In this comment, Michael Foord, author of IronPython in Action and a major contributor to the IronPython Cookbook, showed me the way. Thanks Michael!

Based on his example, I’ve rewritten the C# program shown here as the IronPython script shown below.

I haven’t yet decided which version to deploy, but I’m leaning toward the IronPython version. Not because it’s more concise. It isn’t, really. Nor because I feel any need to use the same language for both components of the solution — that is, the feed fetcher and the feed displayer. I don’t care about language uniformity for its own sake.

I am, however, thinking that the folks at the TV station may want to modify these programs themselves. They’re pretty simple, and there’s no reason they shouldn’t be able to tinker with them.
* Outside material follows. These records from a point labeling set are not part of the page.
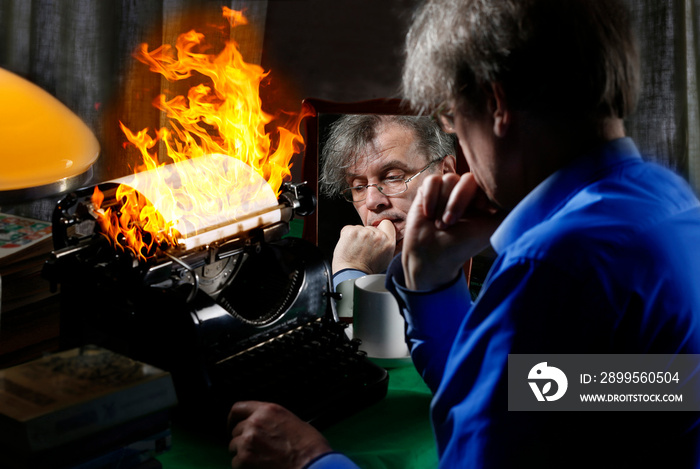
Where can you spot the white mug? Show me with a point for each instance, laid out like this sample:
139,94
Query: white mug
344,304
377,321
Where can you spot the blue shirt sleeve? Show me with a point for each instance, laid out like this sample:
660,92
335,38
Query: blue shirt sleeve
432,320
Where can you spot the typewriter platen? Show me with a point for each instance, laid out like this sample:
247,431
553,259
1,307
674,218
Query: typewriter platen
244,317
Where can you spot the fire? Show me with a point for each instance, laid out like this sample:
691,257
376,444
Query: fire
221,115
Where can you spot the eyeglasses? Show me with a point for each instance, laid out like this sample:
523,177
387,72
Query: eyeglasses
390,187
445,118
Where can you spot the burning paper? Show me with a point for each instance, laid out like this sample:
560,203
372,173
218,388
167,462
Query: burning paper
218,119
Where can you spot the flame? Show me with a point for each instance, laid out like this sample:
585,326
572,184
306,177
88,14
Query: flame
221,115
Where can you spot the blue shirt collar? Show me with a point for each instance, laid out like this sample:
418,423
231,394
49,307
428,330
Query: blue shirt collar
552,193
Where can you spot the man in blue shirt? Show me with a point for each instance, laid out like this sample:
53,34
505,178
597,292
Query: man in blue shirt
599,250
598,253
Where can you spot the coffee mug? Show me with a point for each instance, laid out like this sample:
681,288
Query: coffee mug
377,321
344,304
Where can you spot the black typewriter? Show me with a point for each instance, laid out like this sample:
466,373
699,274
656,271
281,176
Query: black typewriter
248,317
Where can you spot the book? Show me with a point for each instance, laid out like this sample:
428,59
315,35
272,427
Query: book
22,238
67,396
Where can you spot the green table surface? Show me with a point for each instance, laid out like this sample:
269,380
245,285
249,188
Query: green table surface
393,433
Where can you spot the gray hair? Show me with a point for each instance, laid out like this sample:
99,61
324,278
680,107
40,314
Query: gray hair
562,58
350,135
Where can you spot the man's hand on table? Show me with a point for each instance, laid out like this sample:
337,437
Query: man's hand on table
267,435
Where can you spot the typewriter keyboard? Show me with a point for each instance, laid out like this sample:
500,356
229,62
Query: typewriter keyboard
313,370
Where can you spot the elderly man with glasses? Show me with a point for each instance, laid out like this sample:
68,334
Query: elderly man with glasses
377,164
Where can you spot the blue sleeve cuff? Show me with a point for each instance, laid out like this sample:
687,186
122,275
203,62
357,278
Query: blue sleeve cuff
346,274
331,461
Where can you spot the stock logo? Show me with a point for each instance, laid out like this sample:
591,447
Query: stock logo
540,379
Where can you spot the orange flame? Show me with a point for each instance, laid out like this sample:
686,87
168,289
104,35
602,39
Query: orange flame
223,115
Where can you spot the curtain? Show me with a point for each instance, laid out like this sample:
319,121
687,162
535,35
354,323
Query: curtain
666,125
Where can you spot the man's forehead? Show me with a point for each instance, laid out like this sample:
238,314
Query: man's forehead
395,149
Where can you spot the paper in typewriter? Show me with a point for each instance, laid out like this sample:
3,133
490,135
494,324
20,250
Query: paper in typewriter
208,198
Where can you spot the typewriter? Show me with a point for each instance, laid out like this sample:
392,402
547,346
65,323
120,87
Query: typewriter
243,316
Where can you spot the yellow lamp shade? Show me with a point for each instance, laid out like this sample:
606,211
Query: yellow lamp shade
44,147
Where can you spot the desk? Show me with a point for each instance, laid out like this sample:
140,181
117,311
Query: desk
394,433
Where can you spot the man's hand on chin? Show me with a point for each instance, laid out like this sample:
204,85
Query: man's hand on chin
365,248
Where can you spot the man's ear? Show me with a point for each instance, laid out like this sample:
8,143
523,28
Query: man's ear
499,110
449,164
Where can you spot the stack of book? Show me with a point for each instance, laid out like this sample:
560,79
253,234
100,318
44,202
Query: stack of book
84,408
29,321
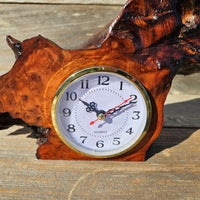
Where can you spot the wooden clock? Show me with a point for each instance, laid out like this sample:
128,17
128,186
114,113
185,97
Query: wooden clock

From that perspective, code that can be modified with nothing more than a text editor will be more accessible than code which requires a compiler.

I’m reminded of my early days as a website operator, when I was always glad to discover that a third-party application was written in Perl, rather than in C. That meant I could, and sometimes did, tweak the application in ways that otherwise would have been difficult or even (lacking C source code) impossible.

The difference here, of course, is that all of the underlying machinery — XAML, WPF, and the entire .NET Framework — is exactly the same1 when approached from a scripting language like IronPython or a compiled language like C#. This ability to use common infrastructure from different langages — and from very different kinds of languages — has always seemed like a big deal to me, and still does.


1 The same, that is, modulo the kind of boundary-crossing issue that stumped me until Michael Foord pointed me to CallTarget0, the wrapper for creating a delegate in IronPython.


import clr

clr.AddReferenceByPartialName("PresentationCore")
clr.AddReferenceByPartialName("PresentationFramework")
clr.AddReferenceByPartialName("WindowsBase")
clr.AddReferenceByPartialName("IronPython")

from System import *
from System.Windows import *
from System.Windows.Markup import *
from System.Windows.Media import *
from System.Windows.Input import *
from System.Windows.Threading import *

from IronPython.Runtime.Calls import CallTarget0

def LoadXaml(filename):
  from System.IO import *
  from System.Windows.Markup import XamlReader
  f = FileStream(filename, FileMode.Open)
  try:
    element = XamlReader.Load(f)
  finally:
	f.Close()
  return element

class Scroller(Application):

  def tickhandler(self,sender,args):
    def update_xaml():
      self.window.Content = LoadXaml(self.xaml)
    self.timer.Dispatcher.Invoke(DispatcherPriority.Normal, 
      CallTarget0(update_xaml))

  def __init__(self):
    Application.__init__(self)
    self.xaml = "scroller.xaml"
    self.window = Window()
    self.window.Content = LoadXaml(self.xaml)
    self.window.WindowStyle = WindowStyle.None       # go fullscreen
    self.window.WindowState = WindowState.Maximized  # 
    self.window.Topmost = True                       #
    self.window.Cursor = Cursors.None                #
    self.window.Background = Brushes.Black           #
    self.window.Foreground = Brushes.White           #
    self.window.Show()
    self.timer = DispatcherTimer()
    self.timer.Interval = TimeSpan(0, 60, 0)         # refresh hourly
    self.timer.Tick += self.tickhandler              #
    self.timer.Start()                               #

Scroller().Run()
Posted in .

4 thoughts on “How to wire up a timer-triggered WPF event handler in IronPython

  1. This doesn’t quite work on IronPython 2.0 beta4:

    Traceback (most recent call last):
    File “\Projects\wpf.py”, line 15, in \Projects\wpf.py
    ImportError: No module named Calls

  2. Although its location has changed *again* in recent IronPython / DLR refactorings.

    Its latest dwelling place is: IronPython.Compiler

    You can still catch the import error to import it in a ‘cross-version’ way (although you will also need to add a reference to the ‘IronPython’ assembly in IP 2).